Esta
ode de Ricardo Reis é constituída por uma única estrofe de nove versos – uma nona,
portanto – brancos ou soltos, de métrica irregular.
O
sujeito poético abre o poema apostrofando Lídia, para, em tom confessional, lhe
dar conhecimento do seu receio face ao Destino. Qual a justificação para esse
receio? A resposta é simples: o «eu» teme o incerto e o desconhecido, as fontes
de todas as suas angústias: “Nada é certo.” O ser humano não está a salvo de, a
qualquer momento, lhe suceder algo que transforme a sua existência, geralmente
para pior. Assim sendo, qualquer coisa que façamos fora do que conhecemos,
quando arriscamos e, por nós próprios, entramos no desconhecido, sentimos medo
e insegurança, exatamente porque estamos a entrar no desconhecido e não sabemos
o que nos espera, o que nos vai acontecer. Deste modo, devemos ter a
inteligência de nos mantermos fiéis ao que conhecemos, até porque o Destino
pode mudar tudo a qualquer momento, o que gera desconfiança e incerteza.
Os
deuses, graves, as forças poderosas e misteriosas que comandam os seres humanos
e têm apenas acima de si o Fado / o Destino, guardam as coisas belas da vida, o
que significa que nós, meros e frágeis humanos, não temos qualquer controlo
sobre a nossa existência.
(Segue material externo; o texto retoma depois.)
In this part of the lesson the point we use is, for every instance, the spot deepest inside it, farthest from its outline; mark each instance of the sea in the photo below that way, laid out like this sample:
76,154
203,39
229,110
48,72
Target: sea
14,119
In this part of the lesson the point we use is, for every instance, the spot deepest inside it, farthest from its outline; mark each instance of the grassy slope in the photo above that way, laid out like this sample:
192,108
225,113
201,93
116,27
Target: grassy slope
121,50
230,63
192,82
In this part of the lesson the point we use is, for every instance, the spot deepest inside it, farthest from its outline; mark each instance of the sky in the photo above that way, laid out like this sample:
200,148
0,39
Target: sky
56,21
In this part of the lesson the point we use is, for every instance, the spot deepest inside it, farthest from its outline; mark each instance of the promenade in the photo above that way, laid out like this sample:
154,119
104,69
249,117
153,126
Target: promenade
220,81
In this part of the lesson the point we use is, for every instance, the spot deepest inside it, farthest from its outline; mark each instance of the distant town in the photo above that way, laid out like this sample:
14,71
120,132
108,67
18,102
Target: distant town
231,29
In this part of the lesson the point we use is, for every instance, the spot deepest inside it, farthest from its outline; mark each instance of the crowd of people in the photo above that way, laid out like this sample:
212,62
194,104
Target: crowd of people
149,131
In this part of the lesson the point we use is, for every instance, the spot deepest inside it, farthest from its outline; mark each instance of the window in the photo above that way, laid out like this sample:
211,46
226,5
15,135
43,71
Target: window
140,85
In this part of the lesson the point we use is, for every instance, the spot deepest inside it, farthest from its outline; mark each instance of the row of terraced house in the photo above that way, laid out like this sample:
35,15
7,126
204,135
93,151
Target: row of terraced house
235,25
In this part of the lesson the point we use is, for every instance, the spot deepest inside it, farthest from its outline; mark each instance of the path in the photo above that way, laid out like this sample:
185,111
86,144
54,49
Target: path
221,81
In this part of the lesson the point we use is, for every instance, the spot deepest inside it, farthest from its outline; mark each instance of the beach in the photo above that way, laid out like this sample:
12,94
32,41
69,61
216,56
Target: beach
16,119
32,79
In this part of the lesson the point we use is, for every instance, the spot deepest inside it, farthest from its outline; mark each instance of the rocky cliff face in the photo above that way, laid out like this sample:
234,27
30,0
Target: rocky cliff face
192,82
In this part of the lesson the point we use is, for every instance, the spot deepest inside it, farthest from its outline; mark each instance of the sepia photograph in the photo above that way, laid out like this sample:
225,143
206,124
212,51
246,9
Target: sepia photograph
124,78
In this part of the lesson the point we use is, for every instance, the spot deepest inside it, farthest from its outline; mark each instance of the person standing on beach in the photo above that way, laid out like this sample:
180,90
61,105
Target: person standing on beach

Assim sendo, devemos recear a mudança e a novidade,
que, regra geral, se operam em sentido negativo.
Como agir,
então, perante esta constatação e este estado de coisas? Na esteira da
filosofia estoica e epicurista, e dado que não somos deuses, o sujeito poético
aconselha Lídia a viver o presente, o momento, e a não se aventurar no
desconhecido, isto é, aconselha-lhe moderação, prudência e o gozo das coisas
simples da vida.
Na
parte final da ode, o «eu» lírico usa o adjetivo «parca», que pode significar
«escasso», «moderado», apontando, assim, para a ideia de a vida ser escassa,
isto é, breve (“E a parca vida”), como pode apontar igualmente para o apelo à
prudência e à moderação. Além disso, o adjetivo remete para as Parcas, ou seja,
as agentes do destino que eram responsáveis pelo fio metafórico da vida humana
e que personificam o nascimento, a vida e a morte. As Parcas, filhas de Zeus e
Témis ou de Nix e Érebro, escreviam o destino das pessoas numa parede de bronze
e ninguém o poderia apagar. Cloto tecia os fios da vida com a sua roca; Láquesis
decidia qual a extensão do fio de cada existência humana (é representada como
uma matrona a desenrolar uma tira de papel onde estava escrito o destino de
cada vida humana ou como uma velha coxa e feia); Átropos era a responsável por
cotar o fio da vida com a sua tesoura. Em suma, Cloto fiava o fio, Láquesis
media o seu comprimento e Átropos cortava-o.
A
referência às Parcas e ao facto de os seres humanos não serem deuses enfatiza a
ideia da inexorabilidade do Destino e a certeza dos limites finais da
existência, não comportando, pois, a exiguidade da vida as surpresas trazidas
pela novidade. “Não somos deuses” constitui uma declaração sintomática onde são
confrontadas, ainda que em termos de não identificação, da essência humana e da
essência divina. O ser humano é cego, isto é, não conhece o que o espera, o seu
destino, que é comandado pelos deuses, por isso receia o que ele(s) lhe
destina(m), por isso deve valorizar a vida que lhe foi dada, por mais breve e limitada
que seja, e não arriscar-se e experimentar coisas novas, que podem ser
perigosas: “Não somos deuses: cego, receemos, / E a parca dada vida
anteponhamos / À novidade, abismo.”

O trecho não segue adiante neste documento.